L’appel du Hamas à étendre la résistance à l’extérieur de la Palestine est controversé parce que l’organisation a toujours affirmé qu’elle limitait son combat contre Israël aux territoires palestiniens occupés. Elle a jusqu’ici également refusé d’élargir la confrontation militaire au-delà des frontières de la Palestine pour éviter d’avoir des problèmes politiques et sécuritaires avec les États arabes qui ont de longues frontières communes avec Israël.
Le 11 février dernier, Al-Qassam a encore affirmé qu’il n’avait pas de combattants ni de dirigeants opérant à l’extérieur de la Palestine parce que sa zone d‘opération était limitée aux territoires occupés.
Plusieurs jours ont passé depuis l’annonce sans précédent du Hamas de son projet de créer des cellules armées contre Israël au Liban ; pourtant, le Liban n’a pas réagi officiellement et le Hezbollah reste silencieux. Mais les factions palestiniennes ont exprimé, le 28 janvier, leur souhait de voir un front unifié se former contre l’occupation israélienne, en soutien à l’opération du Hezbollah contre Israël aux fermes de Chebaa.
Abou Ahmad Fouad, secrétaire général adjoint du Front palestinien pour la libération de la Palestine, a été un des premiers à prôner la création de groupes armés et l’ouverture de nouveaux fronts pour lutter contre Israël. Le 6 février, il a demandé que des fronts soient ouverts, secrètement et publiquement, par toutes les forces de résistance de tous les États arabes - pas seulement Al-Qassam.
Abu Imad al-Rifai, le représentant du Jihad Islamique au Liban, qui est le meilleur allié du Hezbollah, a confirmé le 10 février que la mobilisation palestinienne pour déclencher des opérations armées dans les camps de réfugiés nécessite une coordination avec les parties libanaises. La structure sectaire du Liban est en effet la principale raison qui empêche les Palestiniens de résister à l’occupation, selon Rifai.

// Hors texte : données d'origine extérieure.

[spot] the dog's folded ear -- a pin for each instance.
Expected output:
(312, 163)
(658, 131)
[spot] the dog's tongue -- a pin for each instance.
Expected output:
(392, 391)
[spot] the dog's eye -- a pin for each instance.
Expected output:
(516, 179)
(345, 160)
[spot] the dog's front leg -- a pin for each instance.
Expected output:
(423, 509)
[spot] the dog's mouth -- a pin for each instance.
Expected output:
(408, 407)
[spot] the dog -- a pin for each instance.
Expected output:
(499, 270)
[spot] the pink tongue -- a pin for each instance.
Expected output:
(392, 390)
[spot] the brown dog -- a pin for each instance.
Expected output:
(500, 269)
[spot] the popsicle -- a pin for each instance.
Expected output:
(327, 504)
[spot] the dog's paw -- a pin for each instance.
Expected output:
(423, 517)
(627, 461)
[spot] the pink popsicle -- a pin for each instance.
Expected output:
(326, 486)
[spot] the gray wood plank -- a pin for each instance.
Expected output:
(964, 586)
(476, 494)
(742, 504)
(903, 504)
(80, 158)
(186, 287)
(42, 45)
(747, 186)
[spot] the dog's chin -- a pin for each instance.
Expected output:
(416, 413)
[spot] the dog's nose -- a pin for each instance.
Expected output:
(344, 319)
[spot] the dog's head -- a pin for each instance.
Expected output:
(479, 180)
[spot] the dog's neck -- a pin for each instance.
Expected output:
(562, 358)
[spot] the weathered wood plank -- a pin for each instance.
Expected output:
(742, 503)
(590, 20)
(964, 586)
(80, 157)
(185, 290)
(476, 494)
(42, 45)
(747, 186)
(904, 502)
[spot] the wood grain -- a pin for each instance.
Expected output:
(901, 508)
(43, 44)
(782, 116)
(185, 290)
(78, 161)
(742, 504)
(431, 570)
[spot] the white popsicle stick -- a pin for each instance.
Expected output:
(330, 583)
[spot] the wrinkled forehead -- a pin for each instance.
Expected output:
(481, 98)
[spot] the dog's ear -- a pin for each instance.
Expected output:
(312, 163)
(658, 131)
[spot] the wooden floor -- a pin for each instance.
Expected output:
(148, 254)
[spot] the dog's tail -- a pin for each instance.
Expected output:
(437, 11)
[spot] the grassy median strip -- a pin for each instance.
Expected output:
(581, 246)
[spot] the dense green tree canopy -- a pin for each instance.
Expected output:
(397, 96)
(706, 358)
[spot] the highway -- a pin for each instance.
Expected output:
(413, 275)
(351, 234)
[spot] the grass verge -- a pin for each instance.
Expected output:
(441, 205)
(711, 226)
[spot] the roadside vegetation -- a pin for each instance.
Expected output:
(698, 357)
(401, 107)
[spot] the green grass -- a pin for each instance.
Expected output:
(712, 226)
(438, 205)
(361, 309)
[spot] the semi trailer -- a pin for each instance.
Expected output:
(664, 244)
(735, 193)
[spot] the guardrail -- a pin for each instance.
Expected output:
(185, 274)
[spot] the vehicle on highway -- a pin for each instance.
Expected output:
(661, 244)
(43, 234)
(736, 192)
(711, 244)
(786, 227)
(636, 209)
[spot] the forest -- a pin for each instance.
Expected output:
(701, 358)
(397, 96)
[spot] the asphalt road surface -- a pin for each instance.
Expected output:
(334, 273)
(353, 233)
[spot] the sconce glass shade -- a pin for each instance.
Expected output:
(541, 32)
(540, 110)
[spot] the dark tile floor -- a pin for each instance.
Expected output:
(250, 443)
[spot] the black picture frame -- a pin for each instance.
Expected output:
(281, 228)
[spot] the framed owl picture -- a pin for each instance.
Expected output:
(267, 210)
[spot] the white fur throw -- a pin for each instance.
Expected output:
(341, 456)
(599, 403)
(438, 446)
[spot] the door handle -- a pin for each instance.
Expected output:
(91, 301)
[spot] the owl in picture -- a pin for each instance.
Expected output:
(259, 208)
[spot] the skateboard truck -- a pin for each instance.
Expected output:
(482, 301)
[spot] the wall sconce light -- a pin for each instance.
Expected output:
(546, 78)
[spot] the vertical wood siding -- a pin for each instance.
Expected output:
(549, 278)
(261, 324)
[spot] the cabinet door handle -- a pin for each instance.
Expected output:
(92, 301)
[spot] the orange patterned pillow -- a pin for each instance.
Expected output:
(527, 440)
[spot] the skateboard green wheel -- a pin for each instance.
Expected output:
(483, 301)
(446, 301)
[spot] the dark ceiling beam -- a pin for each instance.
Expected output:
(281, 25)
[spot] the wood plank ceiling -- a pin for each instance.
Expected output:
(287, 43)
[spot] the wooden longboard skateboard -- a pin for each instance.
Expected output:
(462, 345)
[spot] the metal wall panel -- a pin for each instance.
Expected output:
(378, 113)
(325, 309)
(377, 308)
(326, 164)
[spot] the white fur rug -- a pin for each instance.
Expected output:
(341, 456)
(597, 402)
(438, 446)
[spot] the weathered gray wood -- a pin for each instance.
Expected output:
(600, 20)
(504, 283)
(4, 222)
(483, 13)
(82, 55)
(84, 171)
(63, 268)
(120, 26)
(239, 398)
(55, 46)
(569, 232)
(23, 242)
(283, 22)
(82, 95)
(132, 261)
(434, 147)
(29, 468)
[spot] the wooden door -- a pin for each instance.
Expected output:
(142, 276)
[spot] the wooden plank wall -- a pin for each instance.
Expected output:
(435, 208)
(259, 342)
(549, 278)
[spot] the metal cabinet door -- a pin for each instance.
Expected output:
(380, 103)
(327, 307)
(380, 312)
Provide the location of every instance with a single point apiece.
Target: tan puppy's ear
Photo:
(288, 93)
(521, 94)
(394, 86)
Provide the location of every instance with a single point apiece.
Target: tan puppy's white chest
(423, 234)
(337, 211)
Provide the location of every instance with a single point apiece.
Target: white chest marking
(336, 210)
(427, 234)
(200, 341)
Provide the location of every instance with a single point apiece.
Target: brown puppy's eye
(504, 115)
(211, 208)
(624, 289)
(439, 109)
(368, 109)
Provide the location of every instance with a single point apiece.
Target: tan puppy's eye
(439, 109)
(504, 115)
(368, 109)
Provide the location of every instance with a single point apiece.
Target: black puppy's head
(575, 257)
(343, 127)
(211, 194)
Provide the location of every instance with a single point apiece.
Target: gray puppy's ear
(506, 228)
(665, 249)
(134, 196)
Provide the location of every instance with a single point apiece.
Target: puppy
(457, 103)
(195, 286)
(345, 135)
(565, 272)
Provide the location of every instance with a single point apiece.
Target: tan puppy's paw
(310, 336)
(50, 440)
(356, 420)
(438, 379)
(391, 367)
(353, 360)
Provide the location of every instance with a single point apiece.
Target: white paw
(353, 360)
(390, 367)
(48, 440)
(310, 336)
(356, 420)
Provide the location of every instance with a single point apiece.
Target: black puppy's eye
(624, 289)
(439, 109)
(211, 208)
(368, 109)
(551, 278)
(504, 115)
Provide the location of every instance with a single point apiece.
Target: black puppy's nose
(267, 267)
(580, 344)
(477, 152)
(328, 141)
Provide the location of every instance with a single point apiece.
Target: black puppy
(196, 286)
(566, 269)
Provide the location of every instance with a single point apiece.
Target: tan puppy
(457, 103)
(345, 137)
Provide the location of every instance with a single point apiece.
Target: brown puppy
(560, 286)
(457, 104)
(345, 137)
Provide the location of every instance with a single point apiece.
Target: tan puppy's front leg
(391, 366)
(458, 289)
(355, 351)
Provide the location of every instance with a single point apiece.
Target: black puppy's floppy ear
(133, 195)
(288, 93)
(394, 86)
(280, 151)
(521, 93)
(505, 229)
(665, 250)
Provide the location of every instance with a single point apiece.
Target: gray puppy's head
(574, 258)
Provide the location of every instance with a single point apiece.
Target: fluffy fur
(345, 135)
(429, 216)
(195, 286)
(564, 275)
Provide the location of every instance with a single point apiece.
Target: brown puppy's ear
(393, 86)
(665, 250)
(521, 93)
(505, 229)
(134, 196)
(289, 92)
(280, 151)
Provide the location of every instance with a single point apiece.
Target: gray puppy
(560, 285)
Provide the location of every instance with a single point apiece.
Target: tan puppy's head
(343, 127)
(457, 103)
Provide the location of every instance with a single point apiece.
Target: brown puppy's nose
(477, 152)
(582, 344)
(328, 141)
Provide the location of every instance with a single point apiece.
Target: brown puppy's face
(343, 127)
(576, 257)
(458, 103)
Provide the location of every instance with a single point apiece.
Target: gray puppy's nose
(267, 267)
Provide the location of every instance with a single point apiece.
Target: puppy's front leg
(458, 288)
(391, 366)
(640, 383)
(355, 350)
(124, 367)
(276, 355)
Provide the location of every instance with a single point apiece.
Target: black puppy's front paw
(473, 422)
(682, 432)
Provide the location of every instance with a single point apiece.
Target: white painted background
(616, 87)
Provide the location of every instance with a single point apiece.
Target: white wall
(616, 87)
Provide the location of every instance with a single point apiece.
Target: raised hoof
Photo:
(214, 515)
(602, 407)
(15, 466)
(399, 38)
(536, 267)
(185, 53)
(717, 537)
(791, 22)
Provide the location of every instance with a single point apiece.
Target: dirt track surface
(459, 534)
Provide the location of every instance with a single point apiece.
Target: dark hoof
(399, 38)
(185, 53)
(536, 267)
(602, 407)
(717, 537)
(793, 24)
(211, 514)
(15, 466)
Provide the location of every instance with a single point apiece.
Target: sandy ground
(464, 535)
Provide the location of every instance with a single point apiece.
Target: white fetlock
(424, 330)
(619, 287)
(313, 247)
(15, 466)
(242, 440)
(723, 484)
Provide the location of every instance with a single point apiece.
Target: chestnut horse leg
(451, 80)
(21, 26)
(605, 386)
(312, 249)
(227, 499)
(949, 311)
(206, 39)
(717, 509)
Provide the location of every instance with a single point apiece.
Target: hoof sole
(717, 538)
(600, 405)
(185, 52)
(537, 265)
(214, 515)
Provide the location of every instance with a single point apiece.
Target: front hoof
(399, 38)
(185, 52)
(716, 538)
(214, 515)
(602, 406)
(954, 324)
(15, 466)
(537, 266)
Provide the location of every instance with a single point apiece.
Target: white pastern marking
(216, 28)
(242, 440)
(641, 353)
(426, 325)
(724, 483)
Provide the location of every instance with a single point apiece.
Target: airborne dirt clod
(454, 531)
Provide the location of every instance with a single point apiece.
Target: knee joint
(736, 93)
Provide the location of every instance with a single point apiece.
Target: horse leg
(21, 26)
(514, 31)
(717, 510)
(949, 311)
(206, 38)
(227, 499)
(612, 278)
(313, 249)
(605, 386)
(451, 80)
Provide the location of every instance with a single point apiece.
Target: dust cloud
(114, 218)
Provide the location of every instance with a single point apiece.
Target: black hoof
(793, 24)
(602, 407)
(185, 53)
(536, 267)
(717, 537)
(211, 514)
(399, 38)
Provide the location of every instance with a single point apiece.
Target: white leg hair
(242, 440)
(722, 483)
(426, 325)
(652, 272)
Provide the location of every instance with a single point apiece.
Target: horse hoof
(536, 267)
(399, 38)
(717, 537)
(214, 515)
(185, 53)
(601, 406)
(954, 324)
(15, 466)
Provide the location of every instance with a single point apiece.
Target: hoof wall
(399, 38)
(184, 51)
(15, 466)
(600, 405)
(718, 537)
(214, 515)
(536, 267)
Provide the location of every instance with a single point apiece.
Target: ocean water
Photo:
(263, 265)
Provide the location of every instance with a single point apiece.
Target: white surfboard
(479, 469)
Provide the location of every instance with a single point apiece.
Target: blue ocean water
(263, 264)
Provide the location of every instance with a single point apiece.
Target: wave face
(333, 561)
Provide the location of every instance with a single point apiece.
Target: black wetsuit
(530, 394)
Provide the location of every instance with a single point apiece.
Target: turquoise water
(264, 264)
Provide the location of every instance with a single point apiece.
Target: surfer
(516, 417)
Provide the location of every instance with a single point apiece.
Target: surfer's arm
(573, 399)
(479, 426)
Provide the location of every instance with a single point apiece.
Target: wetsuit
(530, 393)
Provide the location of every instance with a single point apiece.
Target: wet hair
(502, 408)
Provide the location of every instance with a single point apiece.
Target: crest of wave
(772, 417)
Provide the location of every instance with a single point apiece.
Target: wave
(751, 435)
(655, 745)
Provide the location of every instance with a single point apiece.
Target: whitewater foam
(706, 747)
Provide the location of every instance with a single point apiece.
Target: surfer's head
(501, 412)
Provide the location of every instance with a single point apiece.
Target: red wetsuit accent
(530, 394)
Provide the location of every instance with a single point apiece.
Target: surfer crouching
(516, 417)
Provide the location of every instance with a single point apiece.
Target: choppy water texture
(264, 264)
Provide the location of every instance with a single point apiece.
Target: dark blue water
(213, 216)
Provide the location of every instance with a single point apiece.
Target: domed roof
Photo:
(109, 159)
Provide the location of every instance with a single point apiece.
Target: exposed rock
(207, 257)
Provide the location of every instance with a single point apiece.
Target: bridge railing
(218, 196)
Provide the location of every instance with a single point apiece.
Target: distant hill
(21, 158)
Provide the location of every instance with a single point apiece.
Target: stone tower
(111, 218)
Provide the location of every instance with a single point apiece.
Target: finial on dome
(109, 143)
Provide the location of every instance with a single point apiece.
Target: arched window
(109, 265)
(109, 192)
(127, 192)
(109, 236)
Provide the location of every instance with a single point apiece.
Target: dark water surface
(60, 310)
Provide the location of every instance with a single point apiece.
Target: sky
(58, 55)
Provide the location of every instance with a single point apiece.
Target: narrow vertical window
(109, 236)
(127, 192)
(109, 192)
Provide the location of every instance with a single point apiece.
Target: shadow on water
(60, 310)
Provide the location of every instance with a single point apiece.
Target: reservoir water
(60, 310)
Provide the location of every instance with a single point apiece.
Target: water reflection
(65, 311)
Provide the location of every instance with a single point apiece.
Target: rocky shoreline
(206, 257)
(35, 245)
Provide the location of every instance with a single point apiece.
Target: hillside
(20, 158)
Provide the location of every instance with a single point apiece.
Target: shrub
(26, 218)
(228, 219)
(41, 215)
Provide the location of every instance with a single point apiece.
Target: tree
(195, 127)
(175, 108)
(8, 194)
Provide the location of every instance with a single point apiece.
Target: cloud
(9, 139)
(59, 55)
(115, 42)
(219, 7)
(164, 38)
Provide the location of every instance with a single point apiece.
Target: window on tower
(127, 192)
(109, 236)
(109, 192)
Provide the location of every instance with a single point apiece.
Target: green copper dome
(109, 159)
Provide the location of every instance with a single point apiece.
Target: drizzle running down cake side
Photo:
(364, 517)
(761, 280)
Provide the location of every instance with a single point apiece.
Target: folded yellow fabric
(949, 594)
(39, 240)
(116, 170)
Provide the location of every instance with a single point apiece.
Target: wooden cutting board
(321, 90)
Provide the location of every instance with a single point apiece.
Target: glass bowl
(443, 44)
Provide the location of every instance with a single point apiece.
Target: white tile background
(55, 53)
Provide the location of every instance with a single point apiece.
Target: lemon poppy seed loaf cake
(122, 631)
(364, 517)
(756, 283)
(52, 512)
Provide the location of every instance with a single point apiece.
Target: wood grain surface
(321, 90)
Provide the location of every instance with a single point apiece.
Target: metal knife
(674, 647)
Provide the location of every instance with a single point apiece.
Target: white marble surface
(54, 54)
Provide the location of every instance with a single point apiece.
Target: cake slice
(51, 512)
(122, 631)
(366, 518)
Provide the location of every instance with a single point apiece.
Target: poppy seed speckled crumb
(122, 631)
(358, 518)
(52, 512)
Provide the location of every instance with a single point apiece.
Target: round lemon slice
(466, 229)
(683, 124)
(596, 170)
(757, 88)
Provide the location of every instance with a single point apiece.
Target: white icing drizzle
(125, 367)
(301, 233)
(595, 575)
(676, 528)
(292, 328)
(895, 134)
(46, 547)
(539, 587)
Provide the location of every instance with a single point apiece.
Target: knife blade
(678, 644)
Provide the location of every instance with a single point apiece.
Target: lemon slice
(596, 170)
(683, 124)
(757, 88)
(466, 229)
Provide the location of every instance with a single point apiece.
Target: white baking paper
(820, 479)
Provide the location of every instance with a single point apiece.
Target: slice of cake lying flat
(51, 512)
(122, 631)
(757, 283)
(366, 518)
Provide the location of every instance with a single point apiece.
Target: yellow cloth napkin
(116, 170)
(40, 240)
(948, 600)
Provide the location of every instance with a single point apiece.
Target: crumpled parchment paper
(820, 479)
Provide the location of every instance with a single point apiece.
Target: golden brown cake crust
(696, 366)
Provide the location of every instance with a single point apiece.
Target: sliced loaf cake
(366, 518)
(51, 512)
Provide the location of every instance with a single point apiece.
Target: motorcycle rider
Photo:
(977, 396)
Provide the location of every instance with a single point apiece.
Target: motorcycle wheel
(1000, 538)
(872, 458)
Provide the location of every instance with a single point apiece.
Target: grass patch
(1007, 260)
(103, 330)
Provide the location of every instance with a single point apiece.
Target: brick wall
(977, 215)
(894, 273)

Le Hamas est bien conscient que le Liban est encore marqué par la présence militaire palestinienne des années 1970 et 1980, à savoir l’Organisation de libération de la Palestine (OLP). Pendant cette période, Israël a attaqué le Liban à cause de la résistance palestinienne aux colonies israéliennes. L’État libanais acceptera-t-il que l’histoire se répète, cette fois avec le Hamas ?
Badran, qui était le leader d’Al-Qassam dans le nord de la Cisjordanie, il y a quelques années, a déclaré à Al-Monitor :
« C’est le droit du peuple palestinien, mais si le Hamas doit entrer en confrontation militaire contre Israël à partir des zones frontalières arabes, il devra prendre en compte l’expérience de l’OLP au Liban. Nos opérations armées ne doivent pas se faire au détriment des peuples arabes ».
Le Hamas a beaucoup souffert à Gaza pendant la guerre de Juillet-Août 2014, quand Israël a concentré impitoyablement tous ses efforts sur la bande de Gaza, 51 jours durant. Pendant cet implacable assaut, les autres fronts autour de la Palestine sont restés silencieux, aucune roquette n’a été lancée sur Israël, aucune opération armée n’a été effectuée.
Le calme qui a prévalu dans les pays arabes entourant Israël pendant la guerre de Gaza a soulevé la colère du Hamas. Des appels ont été lancés aux Arabes depuis les couloirs du mouvement pour les enjoindre à assumer leur rôle dans la lutte contre Israël et ne pas laisser Gaza mener tout seul ce combat.